On Teen Angst in Paradise

Innocence comes in a variety of guises. I have just finished reading, Clay's Way, by Blair Mastbaum. A story of Teen crisis set in Hawaii, it's sort of Holden Caufield meets, Song of the Loon. The main characters are called Clay and Sam. The ironies were not lost to me, but were not the main reason I enjoyed the story. Here are just a few of the choice sentences:

page 4:
I strap my backpack on, drop my board on the street, and skate off, passing houses like a bullet. People couldn't see me if they tried. I'm just a blur. I don't want people thinking that they understand me or can get a handle on me from what I'm wearing or my haircut or anything like that.
page 5:
I skate up to the pizza place to meet Jared to buy pot. I'm nervous 'cause I don't want to have any uncomfortable conversation with some surfer to get it. I wish there was a drive-through where you could just hand the twenty to the guy and get the pot in a paper bag.
page 6:
Board intimidates me. Most skaters are assholes. They think they're the center of the world. I do too, I guess.
page 9:
I'm afraid to talk to Clay or even look at him. I've beaten off to him more times than I can count.
He'll be able to tell.
page 11:
I was hoping he'd set it to four hours or maybe there's a switch you can flip to make it say ETERNITY---and make everyone else freeze so we could be alone together. I'd be the only human left moving, so he'd have to like me.
page 15:
The sun's really hot. I sweat and smell myself, and I think about the same kind of smells on Clay's body---which really makes me want to jerk off. I stand up and walk to my next-door neighbor's shed thinking like a criminal, controlled by his dick. The door's open. Cool.
page 16:
I caused this. My ejaculation was so powerful it fucked with our whole plane of existence.
page 19:
Not that I liked her before, but she's meaningless now that I have Clay. I don't even need food or air anymore.
page 21:
I think it's disgusting that I'm related to them. They envy dudes that own yachts but don't have any books on the shelves.
page 82:
I smoke yet another bowl out of some hippie pipe I found out skating and I'm way too stoned to stay inside. My room starts to feel like a teenage prison.

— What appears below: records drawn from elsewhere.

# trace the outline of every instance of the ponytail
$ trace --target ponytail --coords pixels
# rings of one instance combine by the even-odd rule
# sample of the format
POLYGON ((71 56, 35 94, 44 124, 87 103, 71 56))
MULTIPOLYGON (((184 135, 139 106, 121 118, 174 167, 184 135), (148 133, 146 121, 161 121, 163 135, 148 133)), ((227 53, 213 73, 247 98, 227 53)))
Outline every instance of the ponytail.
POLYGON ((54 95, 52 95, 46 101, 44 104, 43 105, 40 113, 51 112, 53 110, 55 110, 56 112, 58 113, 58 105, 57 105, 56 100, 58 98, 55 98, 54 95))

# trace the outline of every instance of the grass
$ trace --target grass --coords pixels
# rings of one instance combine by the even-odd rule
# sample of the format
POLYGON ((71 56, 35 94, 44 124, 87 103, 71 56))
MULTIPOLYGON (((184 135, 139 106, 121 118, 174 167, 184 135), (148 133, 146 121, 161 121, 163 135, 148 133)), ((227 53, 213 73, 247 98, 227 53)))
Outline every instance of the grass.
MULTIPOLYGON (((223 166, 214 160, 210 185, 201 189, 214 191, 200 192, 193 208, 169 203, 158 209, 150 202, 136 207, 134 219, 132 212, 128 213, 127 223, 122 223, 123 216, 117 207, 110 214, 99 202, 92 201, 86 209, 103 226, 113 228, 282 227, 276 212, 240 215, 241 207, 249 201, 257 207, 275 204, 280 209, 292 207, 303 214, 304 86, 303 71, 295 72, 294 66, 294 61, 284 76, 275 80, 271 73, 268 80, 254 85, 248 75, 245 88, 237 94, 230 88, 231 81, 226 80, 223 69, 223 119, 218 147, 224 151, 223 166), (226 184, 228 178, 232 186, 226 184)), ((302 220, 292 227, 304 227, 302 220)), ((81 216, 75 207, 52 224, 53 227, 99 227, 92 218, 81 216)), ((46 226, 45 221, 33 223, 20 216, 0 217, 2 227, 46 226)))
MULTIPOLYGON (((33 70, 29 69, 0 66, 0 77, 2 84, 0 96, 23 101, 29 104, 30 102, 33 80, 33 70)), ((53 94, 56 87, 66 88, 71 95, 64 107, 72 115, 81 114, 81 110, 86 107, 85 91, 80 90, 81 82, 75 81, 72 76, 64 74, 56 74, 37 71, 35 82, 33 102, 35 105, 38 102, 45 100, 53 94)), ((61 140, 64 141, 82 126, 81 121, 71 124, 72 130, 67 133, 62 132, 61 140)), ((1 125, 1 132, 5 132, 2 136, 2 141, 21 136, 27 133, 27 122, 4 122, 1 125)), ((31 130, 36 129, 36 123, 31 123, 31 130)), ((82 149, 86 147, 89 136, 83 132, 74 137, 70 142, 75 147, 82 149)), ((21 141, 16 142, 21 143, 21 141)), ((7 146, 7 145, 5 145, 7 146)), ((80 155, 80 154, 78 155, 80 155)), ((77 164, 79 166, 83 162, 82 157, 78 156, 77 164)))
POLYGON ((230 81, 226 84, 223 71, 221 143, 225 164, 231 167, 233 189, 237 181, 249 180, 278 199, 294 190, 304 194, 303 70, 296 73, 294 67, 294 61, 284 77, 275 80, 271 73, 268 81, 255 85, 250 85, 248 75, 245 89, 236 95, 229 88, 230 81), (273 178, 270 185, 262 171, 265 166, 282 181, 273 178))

His truck's not there. Susan's blue Toyota is parked in front and a car I've never seen is parked beside hers ---in Clay's spot. The car is annoying-looking. It's too sensible. It looks like a car that a nurse or social worker would drive.
It's Tammy's.
Page 87:
My heart races faster than I've ever felt it. My impulse is to jump out of the closet, rip that girl's hand off Clay, throw her across the room, and mutilate her. I want this girl out of here and back into the part of my brain that only dreaded this actually happening. I want her fucking hands off Clay before I go insane.
page 90:
I get up and stretch my legs. I open my pack and steal some pot from his dealer-boy drawer and take a couple of his wife-beaters and a pair of his boxers, just in case I never see him again and he gets stolen into Tammy World for all eternity.
page 148:
I'm probably imagining all of this. My mind goes crazy when I'm alone.